Mohsin Hamid was born in 1971 in Lahore. He grew up mostly in Pakistan but spent part of his childhood in California and returned to America to attend Princeton University and Harvard Law School. He then worked in New York and London as a management consultant before returning to Lahore to pursue writing full-time.

He published his first novel, Moth Smoke, in 2000. Structured like a trial, with the reader cast as judge, it told the story of an ex-banker and heroin addict in contemporary Lahore. It became a cult hit, was adapted for television in Pakistan, and was hailed by the New York Review of Books as “one of the first pictures we have of that world,” a new South Asia “taken over by gun-running, drug-trafficking, large-scale industrialism, commercial entrepreneurship, tourism, new money, nightclubs, boutiques.”

His next novel, The Reluctant Fundamentalist, was published in 2007 and recounted a Pakistani man's encounter with an unnamed stranger as he tells of his abandonment of his high-flying life in New York in a time of conflict and mutual suspicion. The Guardian named it one of the books that defined the decade and the BBC selected it as one of the 100 novels that have shaped our world. It became an international bestseller, and was adapted into a film by director Mira Nair, starring Riz Ahmed, Liev Schreiber, Kate Hudson, and Kiefer Sutherland.

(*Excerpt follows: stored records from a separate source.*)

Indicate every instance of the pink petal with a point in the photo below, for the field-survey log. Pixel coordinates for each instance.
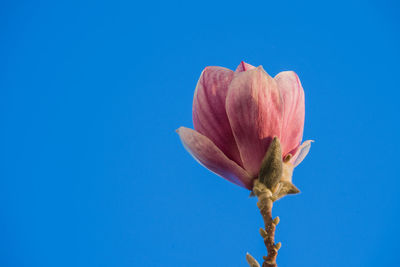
(243, 66)
(253, 105)
(209, 155)
(209, 114)
(292, 96)
(301, 152)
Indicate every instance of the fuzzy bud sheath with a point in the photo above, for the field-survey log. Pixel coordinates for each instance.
(273, 183)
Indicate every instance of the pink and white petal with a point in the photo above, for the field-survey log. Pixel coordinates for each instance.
(209, 114)
(301, 153)
(243, 66)
(254, 110)
(292, 95)
(211, 157)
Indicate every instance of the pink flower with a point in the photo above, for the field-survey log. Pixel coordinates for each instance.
(237, 114)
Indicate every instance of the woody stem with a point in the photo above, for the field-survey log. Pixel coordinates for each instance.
(265, 205)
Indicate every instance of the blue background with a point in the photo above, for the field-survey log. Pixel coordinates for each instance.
(92, 172)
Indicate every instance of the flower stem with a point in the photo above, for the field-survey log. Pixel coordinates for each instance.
(265, 204)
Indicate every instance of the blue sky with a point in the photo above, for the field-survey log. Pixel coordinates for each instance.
(92, 172)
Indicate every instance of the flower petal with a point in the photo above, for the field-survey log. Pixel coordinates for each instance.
(209, 155)
(209, 114)
(253, 106)
(292, 95)
(243, 66)
(301, 153)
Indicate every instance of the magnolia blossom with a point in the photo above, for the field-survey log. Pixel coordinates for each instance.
(236, 115)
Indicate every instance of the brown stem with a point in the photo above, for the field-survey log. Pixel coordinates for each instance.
(265, 205)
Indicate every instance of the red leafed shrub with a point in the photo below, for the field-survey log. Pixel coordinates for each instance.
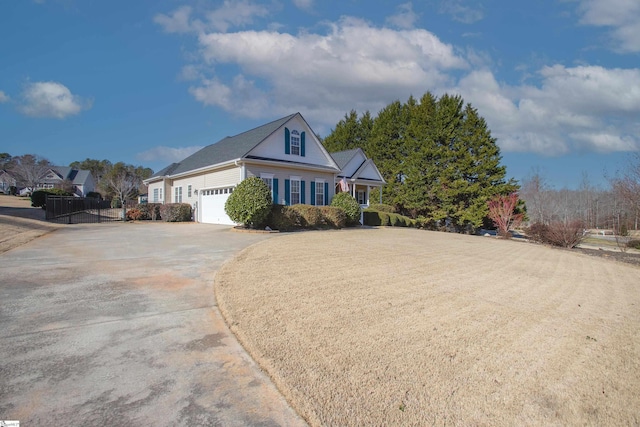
(502, 213)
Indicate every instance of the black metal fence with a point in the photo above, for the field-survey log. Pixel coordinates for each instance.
(80, 210)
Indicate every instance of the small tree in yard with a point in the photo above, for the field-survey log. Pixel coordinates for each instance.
(123, 183)
(250, 203)
(351, 208)
(502, 211)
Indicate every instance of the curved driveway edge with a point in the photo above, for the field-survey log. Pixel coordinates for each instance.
(116, 324)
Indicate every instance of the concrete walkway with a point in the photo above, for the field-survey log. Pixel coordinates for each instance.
(116, 324)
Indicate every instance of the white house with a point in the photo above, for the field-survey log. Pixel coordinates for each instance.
(285, 153)
(79, 181)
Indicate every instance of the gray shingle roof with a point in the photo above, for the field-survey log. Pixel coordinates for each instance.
(229, 148)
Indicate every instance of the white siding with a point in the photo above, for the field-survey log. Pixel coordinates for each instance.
(220, 178)
(281, 174)
(156, 186)
(273, 146)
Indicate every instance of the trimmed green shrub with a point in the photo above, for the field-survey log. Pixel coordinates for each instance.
(311, 215)
(39, 197)
(149, 211)
(175, 212)
(333, 216)
(635, 244)
(94, 195)
(250, 203)
(381, 207)
(351, 208)
(284, 218)
(376, 218)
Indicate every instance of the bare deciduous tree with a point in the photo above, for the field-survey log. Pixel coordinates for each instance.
(123, 183)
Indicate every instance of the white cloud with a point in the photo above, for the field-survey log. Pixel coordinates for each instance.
(622, 16)
(51, 99)
(167, 154)
(586, 108)
(460, 12)
(405, 18)
(353, 65)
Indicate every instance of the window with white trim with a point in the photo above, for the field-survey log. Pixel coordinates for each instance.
(295, 191)
(319, 193)
(295, 142)
(268, 179)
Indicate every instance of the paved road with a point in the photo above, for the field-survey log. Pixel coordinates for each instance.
(116, 324)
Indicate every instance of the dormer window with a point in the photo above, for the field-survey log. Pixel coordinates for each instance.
(295, 143)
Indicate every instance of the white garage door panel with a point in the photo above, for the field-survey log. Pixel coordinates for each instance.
(212, 206)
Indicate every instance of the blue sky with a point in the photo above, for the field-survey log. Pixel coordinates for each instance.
(150, 82)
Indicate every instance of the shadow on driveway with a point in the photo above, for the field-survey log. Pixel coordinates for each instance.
(116, 324)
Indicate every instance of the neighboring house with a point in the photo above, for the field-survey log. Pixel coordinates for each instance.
(285, 153)
(80, 182)
(6, 181)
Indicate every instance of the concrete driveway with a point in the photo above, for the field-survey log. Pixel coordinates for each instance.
(116, 324)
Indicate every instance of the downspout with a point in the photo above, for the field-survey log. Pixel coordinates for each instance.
(243, 170)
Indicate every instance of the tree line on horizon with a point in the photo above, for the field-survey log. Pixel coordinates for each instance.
(442, 164)
(119, 180)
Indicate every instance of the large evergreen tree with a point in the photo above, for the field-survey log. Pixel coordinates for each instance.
(437, 156)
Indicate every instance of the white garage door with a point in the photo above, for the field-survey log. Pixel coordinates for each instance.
(212, 206)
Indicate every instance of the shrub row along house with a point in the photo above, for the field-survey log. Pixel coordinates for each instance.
(285, 153)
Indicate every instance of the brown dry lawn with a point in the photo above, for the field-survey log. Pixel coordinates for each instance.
(409, 327)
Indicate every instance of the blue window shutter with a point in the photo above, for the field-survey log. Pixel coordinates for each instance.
(287, 192)
(326, 193)
(275, 191)
(313, 192)
(287, 141)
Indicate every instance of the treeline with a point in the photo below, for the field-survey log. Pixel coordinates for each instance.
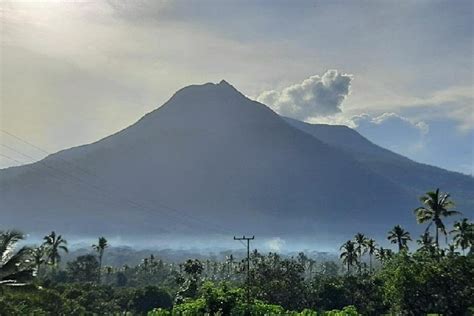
(371, 281)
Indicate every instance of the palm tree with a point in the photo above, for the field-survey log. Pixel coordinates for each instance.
(371, 247)
(435, 207)
(349, 254)
(426, 243)
(38, 255)
(53, 244)
(360, 241)
(463, 234)
(15, 267)
(383, 254)
(100, 248)
(399, 236)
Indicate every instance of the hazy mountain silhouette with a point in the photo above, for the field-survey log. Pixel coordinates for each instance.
(211, 160)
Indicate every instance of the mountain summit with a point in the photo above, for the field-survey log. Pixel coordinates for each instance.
(210, 161)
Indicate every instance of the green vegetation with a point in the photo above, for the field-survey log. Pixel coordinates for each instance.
(369, 280)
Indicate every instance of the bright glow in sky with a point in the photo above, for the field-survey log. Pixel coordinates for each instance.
(75, 71)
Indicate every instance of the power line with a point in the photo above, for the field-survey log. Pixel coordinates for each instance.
(248, 239)
(134, 203)
(10, 158)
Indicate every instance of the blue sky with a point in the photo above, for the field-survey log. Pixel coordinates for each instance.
(400, 72)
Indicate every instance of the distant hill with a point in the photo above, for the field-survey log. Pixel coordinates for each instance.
(415, 177)
(212, 161)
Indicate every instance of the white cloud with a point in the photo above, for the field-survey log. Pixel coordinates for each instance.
(315, 96)
(392, 131)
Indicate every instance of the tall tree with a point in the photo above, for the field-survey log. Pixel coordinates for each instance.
(38, 254)
(436, 206)
(349, 254)
(100, 248)
(54, 244)
(371, 247)
(383, 254)
(426, 242)
(360, 241)
(463, 234)
(15, 267)
(399, 236)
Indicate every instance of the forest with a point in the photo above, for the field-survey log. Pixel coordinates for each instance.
(434, 277)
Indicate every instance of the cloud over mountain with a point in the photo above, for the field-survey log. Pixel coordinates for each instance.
(315, 96)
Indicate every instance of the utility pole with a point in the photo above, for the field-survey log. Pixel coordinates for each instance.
(248, 239)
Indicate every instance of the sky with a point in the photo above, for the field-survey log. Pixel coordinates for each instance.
(399, 72)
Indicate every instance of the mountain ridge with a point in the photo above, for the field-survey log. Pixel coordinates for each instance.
(219, 156)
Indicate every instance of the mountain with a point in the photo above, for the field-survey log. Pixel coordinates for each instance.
(415, 177)
(212, 161)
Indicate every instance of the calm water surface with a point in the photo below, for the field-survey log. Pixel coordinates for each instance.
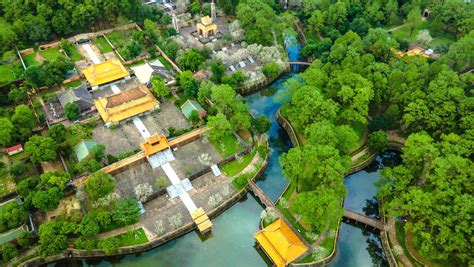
(232, 241)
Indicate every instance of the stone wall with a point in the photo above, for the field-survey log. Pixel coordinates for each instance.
(83, 254)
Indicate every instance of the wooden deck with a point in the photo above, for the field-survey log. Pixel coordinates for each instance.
(363, 219)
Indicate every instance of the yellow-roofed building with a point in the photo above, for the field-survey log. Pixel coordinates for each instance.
(155, 144)
(202, 221)
(206, 27)
(124, 105)
(280, 243)
(105, 72)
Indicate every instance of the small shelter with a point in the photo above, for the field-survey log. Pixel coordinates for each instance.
(202, 221)
(127, 104)
(155, 144)
(280, 243)
(80, 95)
(206, 27)
(189, 106)
(83, 149)
(13, 150)
(105, 72)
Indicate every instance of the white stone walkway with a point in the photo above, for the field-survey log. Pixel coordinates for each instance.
(91, 54)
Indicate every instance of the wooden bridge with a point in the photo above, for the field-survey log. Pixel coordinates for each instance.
(298, 63)
(268, 203)
(352, 215)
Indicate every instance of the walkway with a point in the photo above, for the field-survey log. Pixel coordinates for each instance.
(91, 54)
(141, 128)
(363, 219)
(259, 193)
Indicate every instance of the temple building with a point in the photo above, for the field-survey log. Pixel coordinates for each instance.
(206, 27)
(280, 243)
(154, 144)
(105, 72)
(125, 105)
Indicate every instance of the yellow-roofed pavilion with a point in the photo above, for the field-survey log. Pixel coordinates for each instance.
(280, 243)
(206, 27)
(105, 72)
(116, 108)
(155, 144)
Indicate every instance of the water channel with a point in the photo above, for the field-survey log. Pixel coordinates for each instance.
(232, 241)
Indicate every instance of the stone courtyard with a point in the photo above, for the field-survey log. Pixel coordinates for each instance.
(126, 137)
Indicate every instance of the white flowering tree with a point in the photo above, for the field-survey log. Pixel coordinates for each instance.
(143, 192)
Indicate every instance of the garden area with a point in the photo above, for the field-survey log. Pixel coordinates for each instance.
(227, 146)
(425, 36)
(129, 43)
(10, 67)
(38, 57)
(102, 44)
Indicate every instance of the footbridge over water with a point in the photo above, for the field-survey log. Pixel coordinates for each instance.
(360, 218)
(351, 215)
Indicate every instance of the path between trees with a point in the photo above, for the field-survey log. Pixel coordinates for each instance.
(390, 228)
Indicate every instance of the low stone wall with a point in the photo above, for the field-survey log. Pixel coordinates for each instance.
(259, 86)
(83, 254)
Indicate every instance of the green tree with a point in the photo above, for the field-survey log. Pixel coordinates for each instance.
(47, 200)
(271, 70)
(41, 148)
(24, 121)
(52, 240)
(126, 212)
(191, 59)
(6, 132)
(218, 70)
(17, 95)
(261, 124)
(318, 208)
(99, 185)
(378, 140)
(219, 127)
(413, 19)
(9, 251)
(55, 179)
(341, 137)
(58, 133)
(12, 215)
(311, 166)
(188, 84)
(72, 111)
(159, 87)
(109, 245)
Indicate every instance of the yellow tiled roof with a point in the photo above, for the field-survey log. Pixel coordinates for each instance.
(280, 243)
(126, 104)
(154, 144)
(105, 72)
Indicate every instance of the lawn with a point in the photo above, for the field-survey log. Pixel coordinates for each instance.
(120, 39)
(74, 54)
(73, 84)
(102, 44)
(131, 238)
(236, 166)
(165, 62)
(30, 60)
(228, 145)
(7, 73)
(50, 54)
(443, 39)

In 2013 he published his  third novel, How to Get Filthy Rich in Rising Asia, which was a love story and an exploration of mass-urbanization and global economic transformation -- in the apparent guise of a self-help book. Reviewing it in The New York Times, Michiko Kakutani wrote: “Mr. Hamid reaffirms his place as one of his generation's most inventive and gifted writers.”

His fourth novel, Exit West, published in 2017, investigated the universality of migration through the story of two refugees fleeing a war-torn city in a world where billions of people have begun to travel through inexplicable black doors. It was an international bestseller described by The New Yorker as “instantly canonical.”

Mohsin’s essays have appeared in The New York Times, The Guardian, The New Yorker, The New York Review of Books, the Financial Times, and many other publications. A book collection of his non-fiction writing, Discontent and Its Civilizations: Dispatches from Lahore, New York, and London was published in 2015.

His writing has been translated into 40 languages and won numerous prizes. He has lectured at dozens of universities around the world, from Harvard, Princeton, Stanford, and Yale to the London School of Economics and the National University of Singapore. In 2013, Foreign Policy magazine named him one of the world's 100 Leading Global Thinkers.